Nous vous présentons aujourd’hui l’un des jeux les plus anciens de l’humanité, dont les premières traces archéologiques remontent au Ve ou au début du IVe millénaire avant Jésus-Christ.
À l’origine, l’osselet était un petit os — l’astragale — du pied du mouton mais on utilisait aussi celui du porc, du daim ou du chevreuil. Très tôt, les hommes l’ont reproduit dans des matériaux divers tels l’ivoire ou le métal avant d’utiliser, de nos jours, le plastique. Ainsi, en 1972, les archéologues ont-ils retrouvé dans la nécropole de Varna en Bulgarie, près de la Mer Noire, des astragales en os poli et en or, qui dateraient de 4600-4200 ans avant Jésus-Christ. On jouait également aux osselets en Anatolie et en Mésopotamie au IIIe millénaire avant Jésus-Christ, comme en Égypte à partir de la XIXe dynastie (IIe millénaire avant Jésus Christ). En Grèce, la quantité d’osselets exhumés des fouilles est impressionnante : on en a dénombré jusqu’à 25 000 sur un site des VIe-IIIe siècles avant Jésus-Christ, une grotte creusée au flanc du mont Parnasse, non loin de Delphes, et qui était dédiée au dieu Pan et et aux nymphes. Peut-être y étaient-ils déposés en offrande par les jeunes gens et les jeunes filles qui se préparaient au mariage ? En France, on emploie le terme osselets depuis la fin du XVIe siècle ; auparavant, on les appelait des martres ou martes, qui dérivent du mot marteau désignant de petites pierres rondes à même de remplacer les osselets.

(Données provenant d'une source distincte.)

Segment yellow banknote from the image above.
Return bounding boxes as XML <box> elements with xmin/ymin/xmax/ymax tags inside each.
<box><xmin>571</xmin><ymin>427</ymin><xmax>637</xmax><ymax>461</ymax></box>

Instrument d’un jeu d’adresse, les osselets — qu’il faut recevoir sur le dos de la main après les avoir jetés en l’air —, ont probablement servi à interroger le sort. Ils faisaient l’objet de paris dont certains dépassaient le cadre ludique. On sait qu’ils ont été utilisés pour consulter les divinités dans la Grèce et l’Italie antiques comme en attestent les valeurs attribuées aux différents côtés. Les Grecs anciens jouaient avec 4 osselets, qui pouvaient ainsi donner 35 combinaisons différentes. Chacune portait un nom, certaines étaient propices, d’autres mauvaises, d’autres encore mitigées : si le coup d’Aphrodite, avec les 4 faces différentes, était jugé le meilleur, celui du chien, avec ses 4 faces identiques, passait pour le plus néfaste.
Il y a bien longtemps qu’on ne manie plus les osselets pour sonder le destin. La manière d’y jouer la plus courante a été codifiée au XIXe siècle. Elle se pratique d’ordinaire avec 5 osselets. Le premier joueur, choisi par tirage au sort, les lance en l’air et s’efforce d’en réceptionner le plus possible sur le dos de la main droite. Il transfère dans la main gauche les osselets qu’il a rattrapés sauf un, qu’il jette en l’air et récupère, soit sur le dos de la main droite, soit dans la main droite. Il ramasse de la main gauche, un par un, ceux qui se sont éparpillés au premier coup. Quand il les tient tous, il les dépose sur la surface de jeu avant de les collecter en une fois, pendant que la main droite lance et reçoit son osselet. Puis, il les laisse retomber, le temps d’un autre mouvement de la main droite. Le joueur doit alors les retourner l’un après l’autre, de manière à leur faire présenter le dos, tout en lançant et rattrapant un osselet avec la main droite. L’opération continue en exposant les plats puis les creux de tous les osselets. Différentes figures peuvent se succéder au fil des tours : le puits, la passe, les fricassées. Lorsqu’un joueur manque l’un des tours, il cède la place au suivant ; quand c’est de nouveau son tour, il reprend le jeu là où il l’avait laissé. Réaliser un parcours complet s’avérait très difficile ; aussi plusieurs variantes simplifiées du jeu d’osselets ont-elles vu le jour.